Recent Reading

Fault Line: A Novel by Barry Eisler – Having read and thoroughly enjoyed all of Eisler’s John Rain books, I was anxious to give his new non-Rain novel a go.  The book was entertaining, but didn’t hold me as well as the Rain stories.  While I liked the character of the older brother, an ultra-cool trained assassin (like Rain), the younger brother is just OK and the legal sidekick, Sarah, was just annoying – well beyond what Eisler intended her to be.  Overall, enjoyable, but I’d recommend Eisler’s fantastic John Rain books if you’re just starting off with the author.

Long Lost by Harlan Coben – This was my first book by Coben and I liked it a lot.  The hero, Myron Bolitar, has apparently appeared in several of the author’s books before, which I’m now interested in going back and trying out.  The characters are fascinating (although not completely exposed in this book, I suppose they are explained better in previous volumes) and story kept me guessing.  The ending is a bit anticlimactic, but far from disappointing.  Definitely a fun read.

Afraid by Jack Kilborn -  I think the genre is horror, but never having read a horror story, it’s not clear to me.  The story is full of violent death vividly described.  The story kept me riveted, but not without making me wish it would end sooner.  The writing was good and for fans of this type of book, I’m sure it’s terrific.  Certainly an interesting premise and platform for loads-o-killin’.  Just not my gig.

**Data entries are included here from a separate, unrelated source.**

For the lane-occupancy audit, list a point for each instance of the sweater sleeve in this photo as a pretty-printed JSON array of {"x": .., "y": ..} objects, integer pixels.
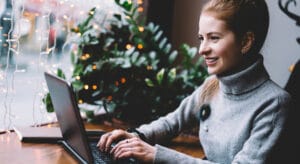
[
  {"x": 267, "y": 127},
  {"x": 169, "y": 126},
  {"x": 169, "y": 156}
]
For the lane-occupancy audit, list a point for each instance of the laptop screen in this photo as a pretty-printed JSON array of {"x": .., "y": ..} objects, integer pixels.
[{"x": 68, "y": 115}]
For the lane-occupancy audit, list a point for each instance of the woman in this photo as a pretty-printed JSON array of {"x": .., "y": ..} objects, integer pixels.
[{"x": 241, "y": 112}]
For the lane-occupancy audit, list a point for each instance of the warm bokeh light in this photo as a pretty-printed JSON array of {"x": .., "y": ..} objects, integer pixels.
[
  {"x": 141, "y": 28},
  {"x": 128, "y": 46},
  {"x": 94, "y": 87},
  {"x": 140, "y": 46}
]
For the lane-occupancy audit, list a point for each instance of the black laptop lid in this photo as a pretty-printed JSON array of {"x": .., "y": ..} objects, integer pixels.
[{"x": 68, "y": 116}]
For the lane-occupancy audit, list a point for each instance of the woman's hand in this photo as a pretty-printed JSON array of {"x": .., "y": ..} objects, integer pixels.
[
  {"x": 136, "y": 148},
  {"x": 107, "y": 139}
]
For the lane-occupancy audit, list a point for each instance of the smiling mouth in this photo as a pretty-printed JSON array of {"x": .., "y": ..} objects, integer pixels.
[{"x": 211, "y": 61}]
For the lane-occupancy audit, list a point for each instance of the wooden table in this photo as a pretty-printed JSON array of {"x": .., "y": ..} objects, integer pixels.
[{"x": 12, "y": 151}]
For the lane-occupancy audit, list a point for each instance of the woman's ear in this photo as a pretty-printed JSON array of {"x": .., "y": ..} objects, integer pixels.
[{"x": 247, "y": 42}]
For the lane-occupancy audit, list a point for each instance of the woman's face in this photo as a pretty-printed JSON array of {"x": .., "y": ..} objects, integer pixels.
[{"x": 219, "y": 45}]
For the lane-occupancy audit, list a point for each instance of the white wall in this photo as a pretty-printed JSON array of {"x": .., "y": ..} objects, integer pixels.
[{"x": 280, "y": 50}]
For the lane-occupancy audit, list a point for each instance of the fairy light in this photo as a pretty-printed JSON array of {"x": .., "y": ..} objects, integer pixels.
[
  {"x": 128, "y": 46},
  {"x": 71, "y": 13},
  {"x": 109, "y": 98},
  {"x": 140, "y": 2},
  {"x": 94, "y": 67},
  {"x": 80, "y": 101},
  {"x": 140, "y": 9},
  {"x": 94, "y": 87},
  {"x": 141, "y": 29},
  {"x": 116, "y": 83},
  {"x": 149, "y": 67},
  {"x": 123, "y": 80},
  {"x": 140, "y": 46}
]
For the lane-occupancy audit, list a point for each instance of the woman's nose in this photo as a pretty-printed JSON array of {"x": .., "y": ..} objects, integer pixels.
[{"x": 204, "y": 48}]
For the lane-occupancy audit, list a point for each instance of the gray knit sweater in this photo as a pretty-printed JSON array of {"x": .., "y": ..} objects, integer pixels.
[{"x": 246, "y": 119}]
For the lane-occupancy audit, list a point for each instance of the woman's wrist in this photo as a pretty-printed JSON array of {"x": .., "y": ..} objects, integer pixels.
[{"x": 137, "y": 134}]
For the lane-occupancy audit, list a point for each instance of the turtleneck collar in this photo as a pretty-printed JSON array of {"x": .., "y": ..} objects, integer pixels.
[{"x": 245, "y": 80}]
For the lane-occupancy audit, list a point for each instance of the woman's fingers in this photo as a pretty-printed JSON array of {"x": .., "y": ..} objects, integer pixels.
[
  {"x": 135, "y": 148},
  {"x": 107, "y": 139}
]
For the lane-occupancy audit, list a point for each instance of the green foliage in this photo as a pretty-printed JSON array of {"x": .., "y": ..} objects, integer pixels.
[
  {"x": 47, "y": 99},
  {"x": 131, "y": 69}
]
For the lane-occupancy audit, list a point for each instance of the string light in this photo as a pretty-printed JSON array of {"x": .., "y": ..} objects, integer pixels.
[
  {"x": 140, "y": 46},
  {"x": 141, "y": 28},
  {"x": 68, "y": 17},
  {"x": 94, "y": 87},
  {"x": 80, "y": 101},
  {"x": 86, "y": 87},
  {"x": 128, "y": 46},
  {"x": 123, "y": 80}
]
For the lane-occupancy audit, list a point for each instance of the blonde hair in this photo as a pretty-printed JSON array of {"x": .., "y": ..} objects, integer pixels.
[
  {"x": 241, "y": 16},
  {"x": 209, "y": 89}
]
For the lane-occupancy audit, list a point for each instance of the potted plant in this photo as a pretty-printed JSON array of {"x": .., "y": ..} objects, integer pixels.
[{"x": 130, "y": 68}]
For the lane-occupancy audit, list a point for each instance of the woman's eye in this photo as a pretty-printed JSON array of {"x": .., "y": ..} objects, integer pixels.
[
  {"x": 215, "y": 38},
  {"x": 201, "y": 39}
]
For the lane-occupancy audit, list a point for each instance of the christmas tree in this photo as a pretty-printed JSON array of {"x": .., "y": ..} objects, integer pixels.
[{"x": 130, "y": 68}]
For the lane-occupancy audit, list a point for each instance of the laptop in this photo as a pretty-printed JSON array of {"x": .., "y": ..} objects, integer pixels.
[{"x": 75, "y": 139}]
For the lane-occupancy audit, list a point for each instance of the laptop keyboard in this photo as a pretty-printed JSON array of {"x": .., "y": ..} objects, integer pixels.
[
  {"x": 104, "y": 158},
  {"x": 100, "y": 157}
]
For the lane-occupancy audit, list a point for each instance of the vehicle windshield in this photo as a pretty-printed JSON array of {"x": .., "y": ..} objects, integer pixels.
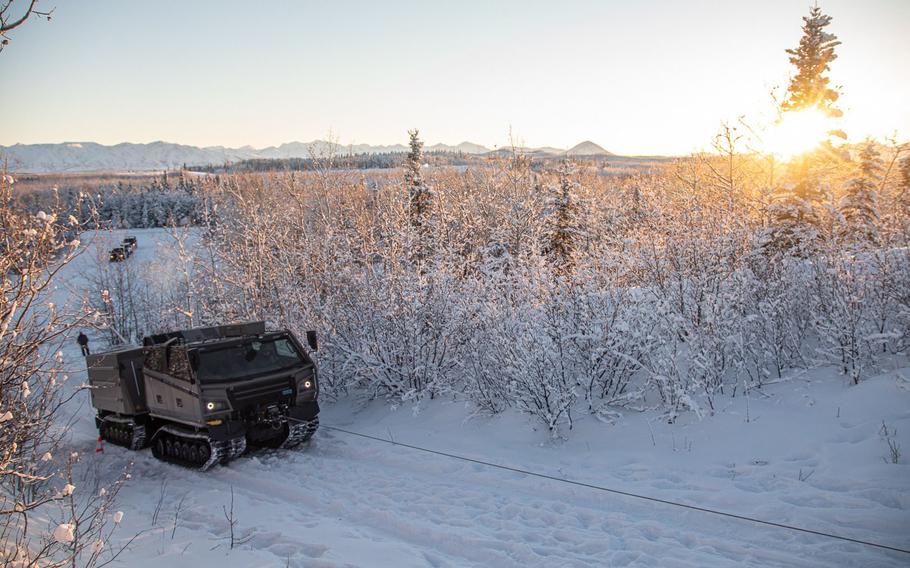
[{"x": 240, "y": 360}]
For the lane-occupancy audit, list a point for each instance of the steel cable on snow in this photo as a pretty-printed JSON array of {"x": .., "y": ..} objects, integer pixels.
[{"x": 620, "y": 492}]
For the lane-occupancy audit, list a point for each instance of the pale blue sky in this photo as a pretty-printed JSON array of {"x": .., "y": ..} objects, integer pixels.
[{"x": 651, "y": 76}]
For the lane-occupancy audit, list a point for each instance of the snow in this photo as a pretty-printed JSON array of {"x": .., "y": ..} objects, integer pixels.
[{"x": 806, "y": 451}]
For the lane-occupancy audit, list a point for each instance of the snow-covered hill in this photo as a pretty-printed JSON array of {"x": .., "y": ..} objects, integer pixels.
[
  {"x": 806, "y": 451},
  {"x": 89, "y": 156},
  {"x": 587, "y": 148}
]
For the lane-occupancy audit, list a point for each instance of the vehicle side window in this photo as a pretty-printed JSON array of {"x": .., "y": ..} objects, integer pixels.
[
  {"x": 285, "y": 349},
  {"x": 154, "y": 359},
  {"x": 179, "y": 364}
]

Lone Survivor: The Eyewitness Account of Operation Redwing and the Lost Heroes of SEAL Team 10 by Marcus Luttrell – This is the only non-fiction, non-technical book I’ve read in the last month.  It’s the story of a Navy SEAL team dropped into Afghanistan on a mission and how everything comes unglued, resulting in not only the deaths of most of the team (thus the name of the book), but in many additional SEALs sent in to save the original team.  All I can say is that you just can’t make this shit up.  This book is fantastic.  If you don’t cry at some point, you’re not an American.  While the broad-brush attribution of the “liberal media” for military problems gets a little tiresome, it is far from the focus of the story.  This book will keep you in awe of the men and women who serve in the American military.  A must read.

jQuery in Action by Bear Bibeault – I’ve started to play with jQuery on this blog with PHP and on my web site that is .Net-based.  Since I’m not a JavaScript expert, I was hoping that the book would lead me down the path of implementing jQuery within a more basic JavaScript framework.  It does not.  It is simply a detailed description of jQuery and how it works.  A better reference book for jQuery than a tutorial on its use, IMO.

The Cyclist’s Training Bible by Joe Friel – The original version of this book was the go to reference for cycling training.  This new edition adds loads of new data and more detail about stretching, nutrition and periodization.  While more appropriate for the racer than the recreational cyclist, if you’re willing to do some dynamic editing, any cyclist with a desire to improve can get something from this book.  It is not basic, however.  If you’re new to the sport, you may want to read something targeted at beginners.